Science Citation Index or SCI is a Reverse Index for references in published Scientific work. It answers the question
Who has cited this key paper from the past?
It used to be in huge tomes of small print and is now available electronically at www.isinet.com . -- [Broken link]
Summary: I found the link above to be just an annoying tease. -- John Dowd
Details: While the link above tells all about the Science Citation Index, and had many links to related citation indices, I could not find anywhere that I could actually USE the thing to search for anything. It just seemed to endlessly go on about how great and powerful it all was, with so many journals, etc.
But there's no there there. No shopping cart either, just a link for how to contact them for purchasing a product. So--all very nice to be sure, and the thing itself is indeed great--I have used the paper version in research libraries to great effect long ago. But ultimately not useful.

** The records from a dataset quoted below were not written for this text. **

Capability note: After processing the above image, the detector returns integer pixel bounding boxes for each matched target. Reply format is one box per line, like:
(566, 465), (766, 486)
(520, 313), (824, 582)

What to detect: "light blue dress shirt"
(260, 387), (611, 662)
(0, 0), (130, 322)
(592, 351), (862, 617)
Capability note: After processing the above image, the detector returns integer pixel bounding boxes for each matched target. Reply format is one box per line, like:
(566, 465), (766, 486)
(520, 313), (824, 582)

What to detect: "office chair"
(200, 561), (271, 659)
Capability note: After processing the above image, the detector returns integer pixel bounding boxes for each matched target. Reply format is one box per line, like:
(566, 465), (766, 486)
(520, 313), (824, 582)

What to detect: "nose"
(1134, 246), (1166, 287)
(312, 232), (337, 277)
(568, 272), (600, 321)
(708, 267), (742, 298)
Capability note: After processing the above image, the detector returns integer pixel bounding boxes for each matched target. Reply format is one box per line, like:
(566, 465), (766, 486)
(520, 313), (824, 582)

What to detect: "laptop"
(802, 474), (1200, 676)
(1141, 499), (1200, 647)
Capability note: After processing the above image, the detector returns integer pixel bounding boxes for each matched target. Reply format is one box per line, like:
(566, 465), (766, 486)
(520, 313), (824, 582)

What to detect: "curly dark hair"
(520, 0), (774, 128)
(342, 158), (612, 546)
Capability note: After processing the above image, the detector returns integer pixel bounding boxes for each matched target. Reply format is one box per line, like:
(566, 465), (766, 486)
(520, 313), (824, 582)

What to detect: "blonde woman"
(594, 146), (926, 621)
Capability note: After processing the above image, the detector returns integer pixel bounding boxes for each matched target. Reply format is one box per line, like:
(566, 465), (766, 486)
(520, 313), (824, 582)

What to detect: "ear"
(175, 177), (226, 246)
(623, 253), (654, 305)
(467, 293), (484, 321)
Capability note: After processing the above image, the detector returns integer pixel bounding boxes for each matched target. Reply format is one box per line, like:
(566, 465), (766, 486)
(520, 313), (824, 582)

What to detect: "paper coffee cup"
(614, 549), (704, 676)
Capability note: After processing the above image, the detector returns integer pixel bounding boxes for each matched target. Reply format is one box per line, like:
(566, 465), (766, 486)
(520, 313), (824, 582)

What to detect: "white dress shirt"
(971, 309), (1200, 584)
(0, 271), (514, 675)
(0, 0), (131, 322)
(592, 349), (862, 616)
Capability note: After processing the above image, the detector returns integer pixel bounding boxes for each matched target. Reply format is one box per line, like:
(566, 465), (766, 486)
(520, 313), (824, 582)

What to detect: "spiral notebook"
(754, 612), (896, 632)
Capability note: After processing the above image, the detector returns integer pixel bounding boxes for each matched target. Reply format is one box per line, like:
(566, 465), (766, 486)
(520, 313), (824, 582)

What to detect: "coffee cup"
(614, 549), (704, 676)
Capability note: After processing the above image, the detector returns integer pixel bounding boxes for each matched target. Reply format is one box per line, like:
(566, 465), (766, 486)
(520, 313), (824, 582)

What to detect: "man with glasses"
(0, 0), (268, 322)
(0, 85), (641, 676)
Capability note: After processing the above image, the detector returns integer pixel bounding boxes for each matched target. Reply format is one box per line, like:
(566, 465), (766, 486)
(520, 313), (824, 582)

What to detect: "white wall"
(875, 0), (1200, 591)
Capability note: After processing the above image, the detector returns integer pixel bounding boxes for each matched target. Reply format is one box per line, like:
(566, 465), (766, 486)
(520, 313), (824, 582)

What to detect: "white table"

Now that it's electronic, it does more than just answer the question above; it's a fully operational database of the topology of the scientific literature. As well as finding which papers cite paper X, you can find which papers it cites (handy if you don't have a copy yourself), and do clever things like looking for the core papers in any field by looking for papers which are cited by many of the papers cited by some particular paper in the field you're interested in (or something).
The science citation index is the primary database used for Citation Analysis, the voodoo by which scientific papers and journals are rated.
There are other citation indexes besides the Science Citation Index. Cite Seer, in particular, is a free, online citation index for computer science which even includes full text of most of the papers it covers.